US hamburger giant Burger King is buying Canadian coffee and doughnut chain Tim Hortons for $11.4bn. The deal creates the world’s third-biggest fast-food restaurant group, with around $23bn in sales and 18,000 restaurants in 100 countries.
Warren Buffett’s investment vehicle, Berkshire Hathaway, has provided $3bn of financing for the deal. The new group will be based in Canada, with each brand managed independently. But both Burger King and Buffett have come in for some flack.
The move seems to be driven primarily by a desire to pay less tax in what’s known as a ‘tax inversion’ deal – basing a new company outside America to avoid relatively high corporation tax. The US rate is 39% – Canada’s is 26%.

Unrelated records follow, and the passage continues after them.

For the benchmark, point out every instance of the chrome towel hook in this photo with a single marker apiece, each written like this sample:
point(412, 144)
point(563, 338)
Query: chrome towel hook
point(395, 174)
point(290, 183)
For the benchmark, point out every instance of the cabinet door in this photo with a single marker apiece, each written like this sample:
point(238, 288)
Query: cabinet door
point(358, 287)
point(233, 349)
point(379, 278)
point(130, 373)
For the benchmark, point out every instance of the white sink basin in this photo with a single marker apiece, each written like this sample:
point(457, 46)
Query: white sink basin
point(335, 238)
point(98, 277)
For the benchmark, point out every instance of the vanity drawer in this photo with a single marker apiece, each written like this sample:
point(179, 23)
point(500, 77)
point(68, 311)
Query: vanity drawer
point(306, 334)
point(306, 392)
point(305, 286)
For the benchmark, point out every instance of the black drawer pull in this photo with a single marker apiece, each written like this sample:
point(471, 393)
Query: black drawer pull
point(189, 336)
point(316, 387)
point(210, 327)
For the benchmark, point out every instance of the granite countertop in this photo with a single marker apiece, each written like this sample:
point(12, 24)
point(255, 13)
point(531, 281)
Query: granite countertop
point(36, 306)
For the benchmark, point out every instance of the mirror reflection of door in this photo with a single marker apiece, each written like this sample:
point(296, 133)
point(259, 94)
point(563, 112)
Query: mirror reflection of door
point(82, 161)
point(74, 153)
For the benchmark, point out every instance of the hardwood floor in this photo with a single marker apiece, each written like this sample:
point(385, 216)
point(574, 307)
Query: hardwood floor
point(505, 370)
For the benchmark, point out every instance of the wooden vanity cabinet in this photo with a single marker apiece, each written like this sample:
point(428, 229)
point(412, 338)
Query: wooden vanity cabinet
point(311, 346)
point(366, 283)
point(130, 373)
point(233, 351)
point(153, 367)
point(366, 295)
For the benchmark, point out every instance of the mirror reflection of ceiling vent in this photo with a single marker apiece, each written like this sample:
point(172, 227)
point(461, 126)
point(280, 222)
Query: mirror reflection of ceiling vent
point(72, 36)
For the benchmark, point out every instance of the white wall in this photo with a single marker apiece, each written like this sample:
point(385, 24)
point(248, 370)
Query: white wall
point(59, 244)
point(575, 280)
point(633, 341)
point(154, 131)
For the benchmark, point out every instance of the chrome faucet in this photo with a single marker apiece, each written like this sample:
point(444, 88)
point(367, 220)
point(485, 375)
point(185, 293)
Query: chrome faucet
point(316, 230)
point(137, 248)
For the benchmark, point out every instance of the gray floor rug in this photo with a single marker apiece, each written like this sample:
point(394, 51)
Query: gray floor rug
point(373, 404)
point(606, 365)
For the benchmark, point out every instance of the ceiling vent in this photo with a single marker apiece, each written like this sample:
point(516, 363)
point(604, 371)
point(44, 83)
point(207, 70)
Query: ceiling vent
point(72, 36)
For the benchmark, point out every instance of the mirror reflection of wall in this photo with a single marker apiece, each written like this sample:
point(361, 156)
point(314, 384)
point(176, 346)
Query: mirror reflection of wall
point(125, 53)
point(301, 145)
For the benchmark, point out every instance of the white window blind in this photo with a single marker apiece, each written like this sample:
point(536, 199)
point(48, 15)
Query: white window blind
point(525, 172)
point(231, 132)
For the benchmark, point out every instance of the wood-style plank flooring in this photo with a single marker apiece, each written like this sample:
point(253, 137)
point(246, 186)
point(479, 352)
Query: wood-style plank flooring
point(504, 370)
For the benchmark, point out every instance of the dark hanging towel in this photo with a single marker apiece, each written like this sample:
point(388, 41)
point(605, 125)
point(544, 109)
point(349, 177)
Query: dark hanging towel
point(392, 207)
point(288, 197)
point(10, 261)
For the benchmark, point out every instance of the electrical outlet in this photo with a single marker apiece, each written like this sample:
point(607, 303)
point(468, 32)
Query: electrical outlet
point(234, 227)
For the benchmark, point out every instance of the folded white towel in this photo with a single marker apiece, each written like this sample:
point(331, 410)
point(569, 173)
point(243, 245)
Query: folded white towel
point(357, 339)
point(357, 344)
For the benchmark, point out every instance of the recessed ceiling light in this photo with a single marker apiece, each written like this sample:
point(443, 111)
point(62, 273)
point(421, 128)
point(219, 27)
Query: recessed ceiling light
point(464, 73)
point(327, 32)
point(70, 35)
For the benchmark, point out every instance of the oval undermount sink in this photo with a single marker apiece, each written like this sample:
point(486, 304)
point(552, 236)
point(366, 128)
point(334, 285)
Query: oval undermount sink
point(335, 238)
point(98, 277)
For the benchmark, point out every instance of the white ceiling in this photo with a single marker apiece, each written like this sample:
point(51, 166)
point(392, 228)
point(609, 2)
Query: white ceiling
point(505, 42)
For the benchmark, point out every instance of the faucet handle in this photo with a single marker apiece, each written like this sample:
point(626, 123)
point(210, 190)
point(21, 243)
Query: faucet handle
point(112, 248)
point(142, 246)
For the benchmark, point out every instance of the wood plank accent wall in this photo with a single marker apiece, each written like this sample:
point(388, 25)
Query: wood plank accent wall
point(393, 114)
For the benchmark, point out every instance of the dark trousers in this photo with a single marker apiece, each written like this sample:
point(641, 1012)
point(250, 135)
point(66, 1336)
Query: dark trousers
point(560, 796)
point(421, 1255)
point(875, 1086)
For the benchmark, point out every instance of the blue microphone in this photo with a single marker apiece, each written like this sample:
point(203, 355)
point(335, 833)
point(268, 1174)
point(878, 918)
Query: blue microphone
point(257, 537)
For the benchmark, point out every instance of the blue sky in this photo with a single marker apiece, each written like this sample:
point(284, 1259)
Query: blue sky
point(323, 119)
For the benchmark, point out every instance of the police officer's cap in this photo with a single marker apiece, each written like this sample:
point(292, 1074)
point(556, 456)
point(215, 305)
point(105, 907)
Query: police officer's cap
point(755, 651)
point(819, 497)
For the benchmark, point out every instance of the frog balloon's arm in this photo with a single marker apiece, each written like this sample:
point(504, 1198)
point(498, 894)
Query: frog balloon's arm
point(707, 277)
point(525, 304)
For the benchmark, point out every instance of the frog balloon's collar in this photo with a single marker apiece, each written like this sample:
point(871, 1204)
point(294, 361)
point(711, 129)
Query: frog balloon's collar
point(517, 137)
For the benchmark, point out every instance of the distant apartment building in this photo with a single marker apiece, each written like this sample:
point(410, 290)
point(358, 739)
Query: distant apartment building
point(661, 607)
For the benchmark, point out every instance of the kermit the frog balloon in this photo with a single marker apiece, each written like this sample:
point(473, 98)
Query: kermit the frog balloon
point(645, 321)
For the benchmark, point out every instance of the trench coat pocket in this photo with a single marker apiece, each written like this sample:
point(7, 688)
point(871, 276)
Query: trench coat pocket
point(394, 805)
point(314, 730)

What the commentators said
Burger King currently pays less than the US headline corporation tax rate because it operates in several countries. In 2013 its effective rate was 27.5%.
That may not represent much of a saving compared to the Canadian rate, said Will Slabaugh of Stephens Inc, but Burger King’s tax rate was set to rise in future, so “the savings over time could be meaningful”.
According to Buffett, it makes sense for the company to domicile in Canada. Tim Hortons has strong roots there, and it earns more money than Burger King. Yet his apparent support for an inversion deal sits ill with his status as an investor “famed for his homespun philosophy on ethical capitalism”, as Simon Neville put it in The Independent.
He has said in the past that he doesn’t think corporate taxes are too high, while he has also proposed higher taxes on millionaires – an idea that the Obama administration has taken him up on.
Analysts point out that Buffett has long been interested in the food sector due to its stable profits. And he is “a capitalist first and a patriot second”, as one of his shareholders said. He is not concerned about the domicile of his investments, and has also said he would change the tax code to address inversion.
Even so, given the government’s strong recent criticism of tax inversions, said Damian Paletta in The Wall Street Journal, “the White House might need a new poster child for its ‘tax fairness’ campaign”.